17/09/2026

‘Susto’, ‘ataque’, ‘doutrinação pérfida’: a reação do CNJ às falas da juíza afastada Ludmila Grilo.

O Conselho Nacional de Justiça (CNJ) aprovou nesta terça-feira, 14/2, de forma cautelar, o afastamento da juíza Ludmila Lins Grilo, da Vara Criminal e da Infância e Juventude de Unaí (MG), até a conclusão das investigações internas sobre violações dos deveres funcionais. A sessão foi marcada por tensão e duras críticas, tanto da defesa – ela apresentou pessoalmente sua argumentação – quanto da acusação. Após a sustentação de Ludmila, os integrantes do colegiado manifestaram espanto diante do caso, usando expressões como “choque”, “susto”, e classificaram o comportamento dela como um “ataque” à magistratura.

Ludmila Lins Grilo foi afastada em decisão cautelar, até a conclusão das duas investigações abertas pelo CNJ. A primeira vai apurar se ela violou os deveres funcionais (inspeção preliminar apontou faltas sistemáticas ao trabalho presencial, baixa produtividade, morosidade e exercício paralelo de atividade empresarial). O segundo processo disciplinar é sobre manifestações político-partidárias da juíza em entrevistas, eventos e nas redes sociais. O colegiado vai investigar se ela violou o dever de imparcialidade. Magistrados são proibidos de fazer manifestações de cunho político-partidário, entre outras restrições.

O advogado Marcos Vinícius Jardim Rodrigues, da seccional do Acre da OAB, afirmou que Ludmila Grilo produziu um “doutrinamento pérfido” em referência às publicações da juíza nas redes sociais desestimulando o uso de máscaras durante a pandemia de covid-19. “Não se trata de manifestações doutrinadoras, no máximo um doutrinamento pérfido e cruel no momento em que o brasil passava por uma calamidade e que sim havia muito temo e sentimento de pesar generalizado diante de tudo que ocorria”, disse.
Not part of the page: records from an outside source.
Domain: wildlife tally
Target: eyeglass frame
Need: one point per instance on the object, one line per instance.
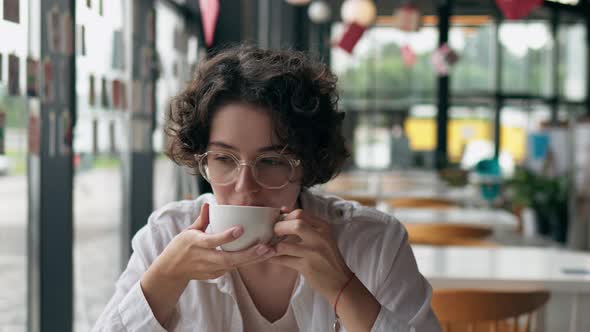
(294, 163)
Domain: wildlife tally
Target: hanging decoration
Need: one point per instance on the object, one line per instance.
(13, 75)
(517, 9)
(298, 2)
(319, 12)
(351, 36)
(407, 18)
(11, 11)
(443, 59)
(408, 55)
(2, 128)
(361, 12)
(32, 77)
(209, 13)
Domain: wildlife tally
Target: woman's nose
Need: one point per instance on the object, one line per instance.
(245, 181)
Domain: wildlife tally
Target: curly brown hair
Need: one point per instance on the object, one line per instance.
(300, 94)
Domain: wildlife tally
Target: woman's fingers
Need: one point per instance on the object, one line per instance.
(232, 259)
(210, 241)
(293, 250)
(203, 220)
(295, 263)
(297, 227)
(300, 214)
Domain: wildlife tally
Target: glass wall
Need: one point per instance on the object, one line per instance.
(100, 69)
(386, 85)
(13, 165)
(177, 63)
(389, 82)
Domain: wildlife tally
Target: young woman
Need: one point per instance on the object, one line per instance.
(263, 127)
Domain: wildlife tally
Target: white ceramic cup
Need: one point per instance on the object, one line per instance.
(257, 222)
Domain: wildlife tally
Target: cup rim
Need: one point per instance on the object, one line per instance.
(243, 206)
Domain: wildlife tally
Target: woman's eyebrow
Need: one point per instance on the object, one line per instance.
(231, 147)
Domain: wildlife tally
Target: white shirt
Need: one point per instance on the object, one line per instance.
(252, 319)
(373, 244)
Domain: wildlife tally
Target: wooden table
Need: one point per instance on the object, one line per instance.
(497, 219)
(565, 274)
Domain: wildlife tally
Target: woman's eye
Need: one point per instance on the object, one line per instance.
(223, 159)
(271, 162)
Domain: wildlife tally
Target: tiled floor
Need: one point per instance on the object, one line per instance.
(97, 199)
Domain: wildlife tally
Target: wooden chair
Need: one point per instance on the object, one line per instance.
(420, 202)
(448, 234)
(464, 310)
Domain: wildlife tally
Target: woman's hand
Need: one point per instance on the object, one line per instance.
(192, 255)
(314, 254)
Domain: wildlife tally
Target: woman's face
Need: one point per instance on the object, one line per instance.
(246, 131)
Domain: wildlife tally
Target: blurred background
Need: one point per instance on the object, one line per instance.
(461, 112)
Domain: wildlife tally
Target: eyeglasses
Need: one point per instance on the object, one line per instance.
(270, 170)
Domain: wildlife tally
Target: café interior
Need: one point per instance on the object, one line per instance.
(467, 120)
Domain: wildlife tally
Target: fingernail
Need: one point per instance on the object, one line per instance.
(237, 232)
(261, 250)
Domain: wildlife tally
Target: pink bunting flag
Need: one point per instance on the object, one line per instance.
(351, 36)
(407, 18)
(209, 14)
(443, 59)
(408, 56)
(517, 9)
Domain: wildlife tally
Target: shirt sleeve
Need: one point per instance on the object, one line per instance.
(128, 309)
(405, 295)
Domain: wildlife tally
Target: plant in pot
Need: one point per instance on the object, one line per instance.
(548, 196)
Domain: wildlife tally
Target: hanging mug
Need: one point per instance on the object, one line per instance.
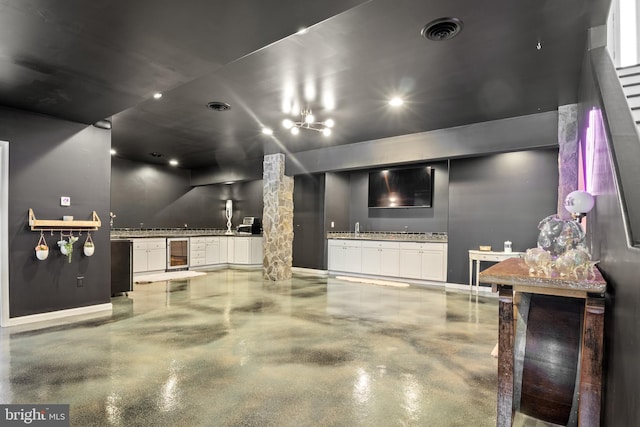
(88, 248)
(42, 250)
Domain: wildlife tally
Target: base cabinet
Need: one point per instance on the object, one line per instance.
(424, 261)
(345, 255)
(149, 255)
(411, 260)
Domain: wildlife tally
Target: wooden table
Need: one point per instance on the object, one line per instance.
(512, 280)
(478, 256)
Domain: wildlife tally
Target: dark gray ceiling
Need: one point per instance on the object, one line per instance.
(90, 60)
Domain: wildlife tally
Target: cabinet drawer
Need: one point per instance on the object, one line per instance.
(140, 245)
(198, 254)
(157, 244)
(380, 245)
(197, 246)
(194, 262)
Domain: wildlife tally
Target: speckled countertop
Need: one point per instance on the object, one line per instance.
(440, 237)
(137, 233)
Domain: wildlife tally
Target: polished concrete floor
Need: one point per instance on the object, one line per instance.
(229, 349)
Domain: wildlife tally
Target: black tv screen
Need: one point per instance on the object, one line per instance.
(401, 188)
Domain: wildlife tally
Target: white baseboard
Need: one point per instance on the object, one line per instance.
(59, 314)
(310, 271)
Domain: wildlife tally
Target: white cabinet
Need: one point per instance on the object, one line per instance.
(345, 255)
(212, 250)
(241, 250)
(411, 260)
(257, 250)
(197, 253)
(149, 255)
(380, 258)
(425, 261)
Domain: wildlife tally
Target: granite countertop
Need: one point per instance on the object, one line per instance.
(138, 233)
(514, 272)
(440, 237)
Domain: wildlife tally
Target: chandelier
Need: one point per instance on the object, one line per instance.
(309, 122)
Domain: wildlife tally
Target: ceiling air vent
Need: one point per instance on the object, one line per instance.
(218, 106)
(442, 29)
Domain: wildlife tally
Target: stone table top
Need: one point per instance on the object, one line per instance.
(514, 272)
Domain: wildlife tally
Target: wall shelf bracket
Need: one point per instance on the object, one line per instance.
(59, 225)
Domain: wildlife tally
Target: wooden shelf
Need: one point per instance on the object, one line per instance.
(54, 224)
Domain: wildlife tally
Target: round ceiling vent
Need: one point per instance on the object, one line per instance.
(442, 29)
(218, 106)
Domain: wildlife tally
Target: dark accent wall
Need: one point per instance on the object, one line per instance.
(433, 219)
(249, 170)
(513, 134)
(497, 198)
(50, 158)
(162, 197)
(618, 262)
(336, 205)
(308, 221)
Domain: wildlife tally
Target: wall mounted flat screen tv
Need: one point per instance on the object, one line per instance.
(401, 188)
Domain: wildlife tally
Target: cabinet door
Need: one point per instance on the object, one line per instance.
(256, 250)
(433, 264)
(336, 257)
(371, 257)
(389, 261)
(140, 260)
(224, 250)
(353, 258)
(157, 259)
(410, 263)
(241, 250)
(212, 251)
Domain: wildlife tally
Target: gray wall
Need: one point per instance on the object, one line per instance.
(162, 197)
(308, 221)
(619, 263)
(497, 198)
(50, 158)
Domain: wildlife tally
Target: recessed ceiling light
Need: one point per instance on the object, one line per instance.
(218, 106)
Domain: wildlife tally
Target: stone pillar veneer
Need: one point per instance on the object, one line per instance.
(568, 155)
(277, 219)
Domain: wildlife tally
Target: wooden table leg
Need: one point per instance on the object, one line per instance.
(505, 357)
(591, 363)
(470, 273)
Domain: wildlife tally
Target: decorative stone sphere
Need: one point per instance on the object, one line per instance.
(558, 236)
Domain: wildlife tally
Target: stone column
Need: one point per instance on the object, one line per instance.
(277, 219)
(568, 155)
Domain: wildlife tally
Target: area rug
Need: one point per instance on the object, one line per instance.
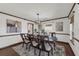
(22, 51)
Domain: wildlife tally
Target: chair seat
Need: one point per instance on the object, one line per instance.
(47, 47)
(34, 43)
(27, 41)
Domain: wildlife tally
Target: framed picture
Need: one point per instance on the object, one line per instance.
(13, 26)
(59, 26)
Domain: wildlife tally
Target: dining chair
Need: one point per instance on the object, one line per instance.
(45, 46)
(34, 43)
(25, 40)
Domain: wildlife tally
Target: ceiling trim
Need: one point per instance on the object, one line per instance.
(43, 20)
(71, 9)
(55, 19)
(16, 16)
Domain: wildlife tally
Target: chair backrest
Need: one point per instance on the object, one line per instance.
(23, 37)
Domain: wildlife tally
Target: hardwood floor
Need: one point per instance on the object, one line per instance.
(68, 49)
(10, 52)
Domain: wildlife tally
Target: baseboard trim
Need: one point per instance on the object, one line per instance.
(11, 45)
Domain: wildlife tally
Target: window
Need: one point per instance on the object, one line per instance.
(59, 26)
(13, 26)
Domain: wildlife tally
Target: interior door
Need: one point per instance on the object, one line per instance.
(30, 28)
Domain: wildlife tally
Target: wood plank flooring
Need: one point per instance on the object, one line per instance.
(10, 52)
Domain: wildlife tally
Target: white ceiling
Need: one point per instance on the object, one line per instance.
(29, 10)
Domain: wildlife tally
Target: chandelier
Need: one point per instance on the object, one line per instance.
(39, 24)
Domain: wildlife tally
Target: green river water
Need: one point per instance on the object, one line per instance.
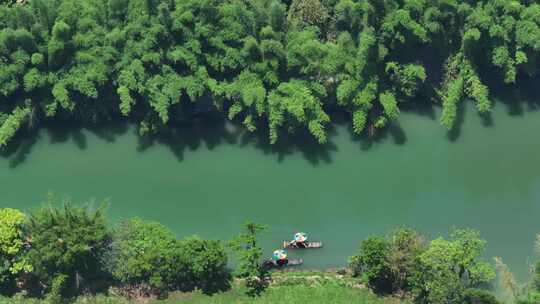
(207, 179)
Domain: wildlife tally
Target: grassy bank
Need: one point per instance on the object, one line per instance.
(287, 287)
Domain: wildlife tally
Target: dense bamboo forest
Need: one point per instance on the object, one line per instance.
(278, 66)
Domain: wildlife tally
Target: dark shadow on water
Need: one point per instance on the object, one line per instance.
(454, 133)
(20, 148)
(289, 144)
(202, 133)
(191, 136)
(393, 132)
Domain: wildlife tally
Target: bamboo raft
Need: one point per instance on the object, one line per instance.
(270, 264)
(309, 245)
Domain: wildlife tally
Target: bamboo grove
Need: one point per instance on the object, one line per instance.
(279, 66)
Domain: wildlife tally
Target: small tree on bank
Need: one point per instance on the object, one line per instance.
(67, 247)
(13, 250)
(250, 256)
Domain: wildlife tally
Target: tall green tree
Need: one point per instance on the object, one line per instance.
(250, 257)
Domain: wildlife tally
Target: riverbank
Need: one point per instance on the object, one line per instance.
(328, 286)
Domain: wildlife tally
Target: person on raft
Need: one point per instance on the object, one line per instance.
(280, 257)
(300, 240)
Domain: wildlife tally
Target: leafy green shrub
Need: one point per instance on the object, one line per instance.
(144, 257)
(13, 259)
(443, 271)
(207, 265)
(67, 247)
(373, 265)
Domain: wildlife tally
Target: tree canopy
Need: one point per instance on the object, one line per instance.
(279, 66)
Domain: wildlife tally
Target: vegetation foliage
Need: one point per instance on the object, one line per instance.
(272, 64)
(441, 271)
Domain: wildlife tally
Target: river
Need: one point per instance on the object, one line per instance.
(207, 179)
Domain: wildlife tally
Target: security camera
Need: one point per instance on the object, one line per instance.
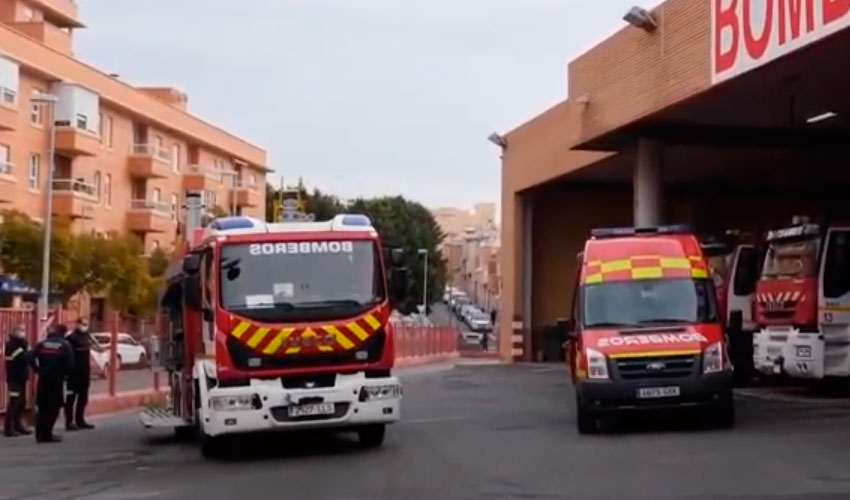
(498, 140)
(641, 18)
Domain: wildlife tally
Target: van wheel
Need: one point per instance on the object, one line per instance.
(587, 423)
(726, 411)
(372, 436)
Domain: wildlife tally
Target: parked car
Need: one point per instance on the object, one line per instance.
(130, 351)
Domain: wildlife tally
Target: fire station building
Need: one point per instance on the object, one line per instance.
(721, 114)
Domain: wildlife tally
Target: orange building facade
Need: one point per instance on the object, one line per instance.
(723, 114)
(124, 156)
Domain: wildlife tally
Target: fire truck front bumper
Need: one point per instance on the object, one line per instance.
(769, 349)
(266, 405)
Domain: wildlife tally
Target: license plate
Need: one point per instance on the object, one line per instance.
(658, 392)
(804, 351)
(311, 410)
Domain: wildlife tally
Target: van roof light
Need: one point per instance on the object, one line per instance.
(616, 232)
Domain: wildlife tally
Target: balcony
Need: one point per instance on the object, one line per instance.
(46, 33)
(247, 196)
(9, 116)
(201, 178)
(146, 216)
(149, 162)
(73, 141)
(7, 180)
(74, 198)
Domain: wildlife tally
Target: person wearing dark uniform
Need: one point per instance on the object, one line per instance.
(53, 361)
(17, 373)
(79, 379)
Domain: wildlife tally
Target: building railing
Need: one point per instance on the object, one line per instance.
(153, 151)
(154, 206)
(76, 186)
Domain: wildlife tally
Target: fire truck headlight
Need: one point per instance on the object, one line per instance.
(378, 392)
(712, 358)
(236, 402)
(597, 365)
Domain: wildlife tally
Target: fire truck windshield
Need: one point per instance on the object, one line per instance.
(792, 258)
(648, 302)
(300, 281)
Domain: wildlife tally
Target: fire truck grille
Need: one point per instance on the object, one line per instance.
(246, 359)
(656, 366)
(281, 414)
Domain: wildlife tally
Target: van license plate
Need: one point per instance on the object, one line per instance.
(658, 392)
(311, 410)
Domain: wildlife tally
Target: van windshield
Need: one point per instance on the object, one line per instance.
(648, 302)
(792, 258)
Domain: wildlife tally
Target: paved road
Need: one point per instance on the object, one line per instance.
(484, 432)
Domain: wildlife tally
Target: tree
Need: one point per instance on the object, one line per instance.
(410, 226)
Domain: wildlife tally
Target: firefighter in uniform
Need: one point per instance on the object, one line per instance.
(17, 373)
(79, 379)
(52, 360)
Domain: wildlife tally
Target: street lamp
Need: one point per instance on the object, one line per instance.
(49, 101)
(424, 252)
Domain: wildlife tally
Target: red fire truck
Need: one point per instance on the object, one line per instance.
(803, 303)
(645, 333)
(279, 327)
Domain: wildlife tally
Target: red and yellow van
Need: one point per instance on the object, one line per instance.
(645, 331)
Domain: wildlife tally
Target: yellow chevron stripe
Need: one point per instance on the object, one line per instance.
(361, 333)
(652, 353)
(240, 329)
(275, 344)
(372, 321)
(340, 337)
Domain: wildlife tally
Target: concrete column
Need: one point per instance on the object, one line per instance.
(648, 189)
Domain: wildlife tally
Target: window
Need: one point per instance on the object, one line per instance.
(107, 190)
(109, 131)
(36, 110)
(174, 205)
(5, 160)
(97, 185)
(34, 173)
(175, 158)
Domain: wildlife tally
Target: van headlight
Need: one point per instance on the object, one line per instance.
(712, 358)
(597, 365)
(236, 402)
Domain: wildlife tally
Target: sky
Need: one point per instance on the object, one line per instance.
(361, 98)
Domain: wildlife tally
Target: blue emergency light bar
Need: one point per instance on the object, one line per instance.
(619, 232)
(228, 223)
(356, 220)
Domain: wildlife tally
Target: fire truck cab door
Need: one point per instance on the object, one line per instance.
(742, 285)
(834, 302)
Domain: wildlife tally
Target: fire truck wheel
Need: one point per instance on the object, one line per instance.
(585, 419)
(372, 436)
(726, 411)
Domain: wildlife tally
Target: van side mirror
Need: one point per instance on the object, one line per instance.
(397, 257)
(192, 292)
(192, 263)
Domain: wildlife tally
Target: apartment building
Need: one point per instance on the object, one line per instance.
(124, 156)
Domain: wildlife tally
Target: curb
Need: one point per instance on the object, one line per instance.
(124, 401)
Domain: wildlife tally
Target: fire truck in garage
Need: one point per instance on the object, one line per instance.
(645, 333)
(273, 327)
(803, 303)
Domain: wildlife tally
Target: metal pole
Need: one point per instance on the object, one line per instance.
(48, 219)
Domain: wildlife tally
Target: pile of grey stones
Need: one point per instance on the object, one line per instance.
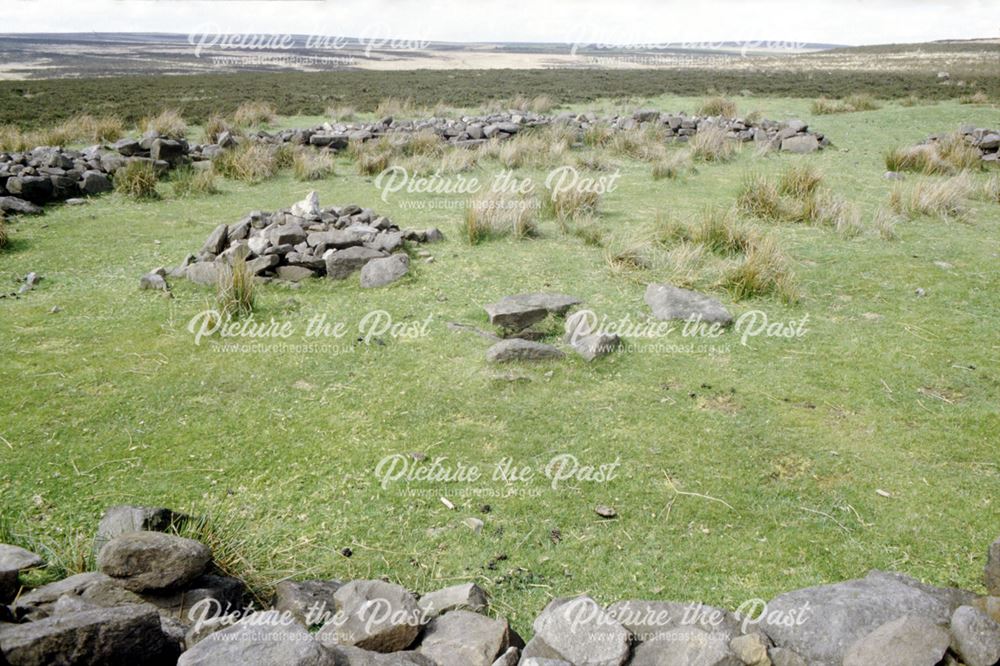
(44, 175)
(516, 316)
(157, 598)
(301, 242)
(472, 131)
(986, 141)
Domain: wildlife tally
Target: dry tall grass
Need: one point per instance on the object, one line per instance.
(945, 199)
(718, 106)
(249, 162)
(493, 215)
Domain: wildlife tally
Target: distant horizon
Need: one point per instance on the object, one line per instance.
(626, 23)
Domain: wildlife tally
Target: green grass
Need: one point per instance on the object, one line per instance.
(110, 401)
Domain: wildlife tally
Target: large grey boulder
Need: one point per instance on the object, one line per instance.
(261, 639)
(122, 636)
(18, 559)
(579, 631)
(516, 349)
(821, 623)
(216, 241)
(800, 143)
(125, 518)
(647, 619)
(975, 636)
(373, 615)
(684, 646)
(310, 602)
(153, 561)
(340, 264)
(467, 596)
(522, 310)
(907, 641)
(991, 573)
(669, 302)
(38, 603)
(381, 272)
(463, 638)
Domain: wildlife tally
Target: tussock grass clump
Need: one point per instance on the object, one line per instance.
(254, 114)
(944, 199)
(371, 157)
(711, 145)
(137, 180)
(977, 98)
(646, 144)
(424, 142)
(571, 204)
(168, 123)
(598, 135)
(214, 126)
(799, 181)
(672, 166)
(850, 104)
(762, 271)
(236, 293)
(991, 189)
(310, 164)
(249, 162)
(492, 215)
(190, 182)
(344, 114)
(395, 107)
(760, 198)
(718, 106)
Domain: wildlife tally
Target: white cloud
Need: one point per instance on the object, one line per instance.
(603, 21)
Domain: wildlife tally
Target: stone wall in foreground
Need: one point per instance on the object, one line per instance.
(157, 599)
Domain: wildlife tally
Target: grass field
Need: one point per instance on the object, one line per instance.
(35, 103)
(743, 473)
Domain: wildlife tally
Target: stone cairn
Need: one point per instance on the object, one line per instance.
(986, 141)
(44, 175)
(158, 599)
(300, 242)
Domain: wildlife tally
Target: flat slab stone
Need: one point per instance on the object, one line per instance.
(516, 349)
(670, 302)
(523, 310)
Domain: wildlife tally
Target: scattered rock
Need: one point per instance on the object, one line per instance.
(516, 349)
(463, 638)
(375, 616)
(153, 561)
(121, 636)
(669, 302)
(521, 311)
(908, 641)
(839, 615)
(687, 646)
(579, 631)
(380, 272)
(311, 602)
(975, 636)
(262, 638)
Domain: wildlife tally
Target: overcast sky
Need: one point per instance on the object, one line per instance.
(573, 21)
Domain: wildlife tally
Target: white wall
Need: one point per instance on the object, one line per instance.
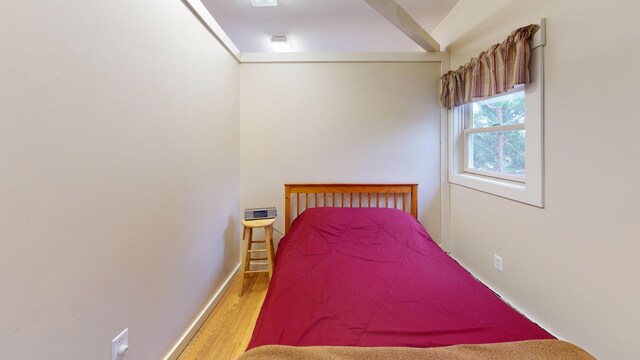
(339, 122)
(119, 195)
(573, 265)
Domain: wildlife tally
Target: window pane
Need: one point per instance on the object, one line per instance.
(500, 152)
(500, 110)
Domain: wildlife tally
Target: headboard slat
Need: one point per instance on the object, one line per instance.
(341, 190)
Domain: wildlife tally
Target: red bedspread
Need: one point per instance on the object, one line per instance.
(374, 277)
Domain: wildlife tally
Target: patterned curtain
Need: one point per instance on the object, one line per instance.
(493, 72)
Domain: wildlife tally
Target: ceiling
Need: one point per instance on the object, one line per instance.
(322, 25)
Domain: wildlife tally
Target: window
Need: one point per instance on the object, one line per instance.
(496, 144)
(494, 137)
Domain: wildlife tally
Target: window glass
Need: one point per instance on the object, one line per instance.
(498, 151)
(500, 110)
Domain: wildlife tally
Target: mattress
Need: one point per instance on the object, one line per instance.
(374, 277)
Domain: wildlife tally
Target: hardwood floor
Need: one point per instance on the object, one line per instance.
(227, 331)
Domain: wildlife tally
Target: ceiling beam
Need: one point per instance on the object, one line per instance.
(405, 23)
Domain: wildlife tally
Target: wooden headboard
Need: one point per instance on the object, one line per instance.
(298, 197)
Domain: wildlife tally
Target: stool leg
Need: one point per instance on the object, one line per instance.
(268, 234)
(246, 258)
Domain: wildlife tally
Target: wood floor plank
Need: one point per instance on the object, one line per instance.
(227, 331)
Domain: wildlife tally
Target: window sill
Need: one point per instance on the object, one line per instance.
(504, 188)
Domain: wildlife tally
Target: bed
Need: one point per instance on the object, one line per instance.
(356, 272)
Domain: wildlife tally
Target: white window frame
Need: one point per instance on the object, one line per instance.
(530, 189)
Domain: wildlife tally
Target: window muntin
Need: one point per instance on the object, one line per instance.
(494, 136)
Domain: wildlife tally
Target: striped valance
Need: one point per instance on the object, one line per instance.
(493, 72)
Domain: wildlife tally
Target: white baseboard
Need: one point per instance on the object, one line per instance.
(508, 301)
(200, 319)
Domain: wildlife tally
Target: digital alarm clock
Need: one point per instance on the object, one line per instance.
(260, 213)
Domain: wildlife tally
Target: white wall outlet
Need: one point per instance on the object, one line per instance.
(497, 262)
(120, 345)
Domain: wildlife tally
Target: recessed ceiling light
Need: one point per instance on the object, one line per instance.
(281, 44)
(264, 3)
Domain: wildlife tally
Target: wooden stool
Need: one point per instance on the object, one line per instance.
(247, 236)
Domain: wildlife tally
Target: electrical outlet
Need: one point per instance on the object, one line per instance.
(120, 345)
(497, 262)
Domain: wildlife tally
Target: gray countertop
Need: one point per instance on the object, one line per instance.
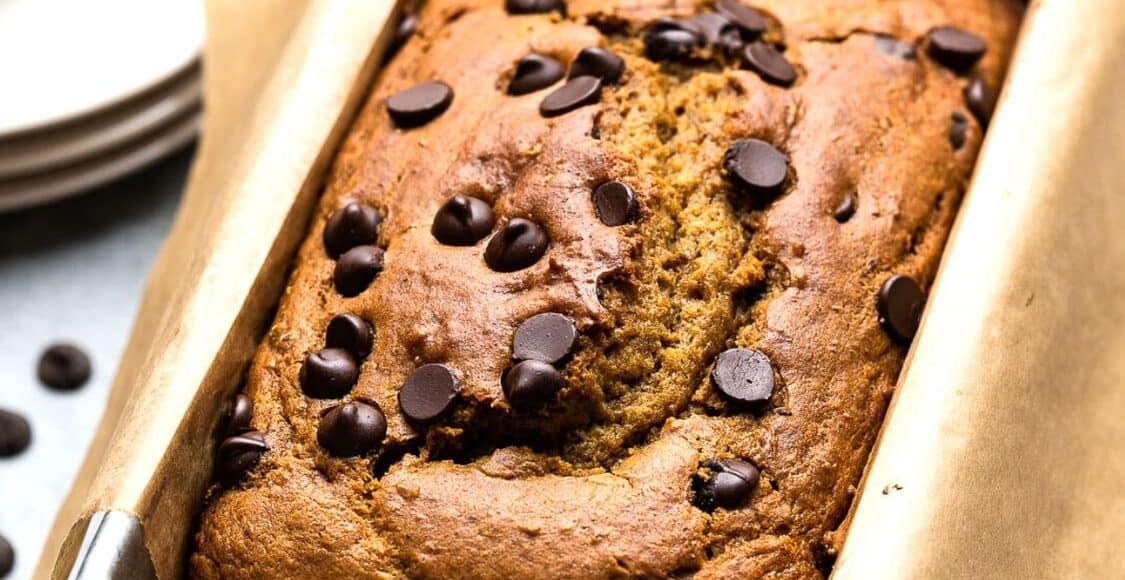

O ministro do Tribunal Superior do Trabalho, Luiz Phelippe Vieira Filho, revelou estar chocado e assustado. “Confesso a vossa excelência, e por isso pedi para me manifestar, que eu estou um pouco chocado com esse julgamento. Me parece que o CNJ está exercendo a sua atribuição constitucional disciplinar fazendo valer o que diz Salomão, código de ética, os princípios de Bangalore, ele é o ofensor. O exercício da magistratura exige de nós o respeito a essa normas que estão inscritas e foram construídas pelos legisladores. Se nós não gostamos da nossa profissão ou ela não nos cabe no nosso vestuário, o caminho é outro”, declarou.